Early Modern England

Worcester depositions, Volume 7 f. 97v., 22nd March 1613

CATHERINE: ‘What would you say to people who argue that only public, political discourse is a fitting subject for history-writing?’

TARA: ‘I think it depends what you want to know. As a social and cultural historian I simply don’t care about the exact date and title of particular acts or treaties. What I want to know is how the processes triggered by these events at state level played out – if and how relatively ordinary people absorbed and negotiated public discourse within their daily lives. Taking a ‘history from below’ approach necessarily requires looking up and out from domestic matters because, as early modern commentators pointed out, the household was the central unit of society and systems of government. This was not only where governance started, but where it was assimilated and re-produced.’

TARA: ‘What advice would you give to other authors contemplating a co-written monograph?’

CATHERINE: ‘Do it straight away, it’s the most exciting intellectual experience you’ll ever have! Pick someone with different and complimentary skills, who is open to debate and who you get on with, obviously, and be prepared to fight over the detail – spend as much time as you possibly can discussing the places where the findings of different kinds of evidence seem to contradict one another, and keep checking your different evidences against one another. It’s in getting these details of place, space, timing and attitude straight that we’ve made the most significant of our findings I think.’

Early Modern England

‘What a Tudor Parlour looked like’, an illustration in The Romance of the Nation edited by Charles Ray, 1925. If only it was that simple!

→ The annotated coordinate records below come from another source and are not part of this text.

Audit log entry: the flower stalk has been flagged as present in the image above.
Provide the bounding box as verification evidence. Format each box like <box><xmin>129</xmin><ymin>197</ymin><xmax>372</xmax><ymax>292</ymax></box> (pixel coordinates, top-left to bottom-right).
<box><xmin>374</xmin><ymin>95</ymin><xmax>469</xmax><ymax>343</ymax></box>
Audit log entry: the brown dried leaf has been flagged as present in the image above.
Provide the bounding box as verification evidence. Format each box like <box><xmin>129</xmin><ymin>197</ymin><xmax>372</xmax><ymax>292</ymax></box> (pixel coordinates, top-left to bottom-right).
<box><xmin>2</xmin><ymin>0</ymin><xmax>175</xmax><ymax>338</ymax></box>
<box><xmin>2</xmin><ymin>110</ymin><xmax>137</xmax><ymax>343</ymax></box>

TARA: ‘Ah yes, I remember the vexed issue of parlours! It was frustrating and fun in equal parts trying to reconcile our conflicting sense of things from different kinds of evidence. I agree that one of the most significant findings of the book is methodological; where the layering of sources and approaches came together to capture the mood associated with a particular space at a particular time of day. But some of our conflicted evidence also represents our findings about the fluid nature of the middling sort; because as this social group expanded and diversified, the evidence for their status and identity becomes more variable and we can see them experimenting with ways of expressing it. That’s the point about middling status in this period – it is malleable and insecure – so that material culture serves to make tangible, grasp and assert a sense of identity, at least for a time. I think we’ve shown how central the material household was in all these forms to their identity – their patriarchal and administrative authority.’


Tara Hamling is senior lecturer in history at the University of Birmingham.
Catherine Richardson is professor of early modern studies at the University of Kent.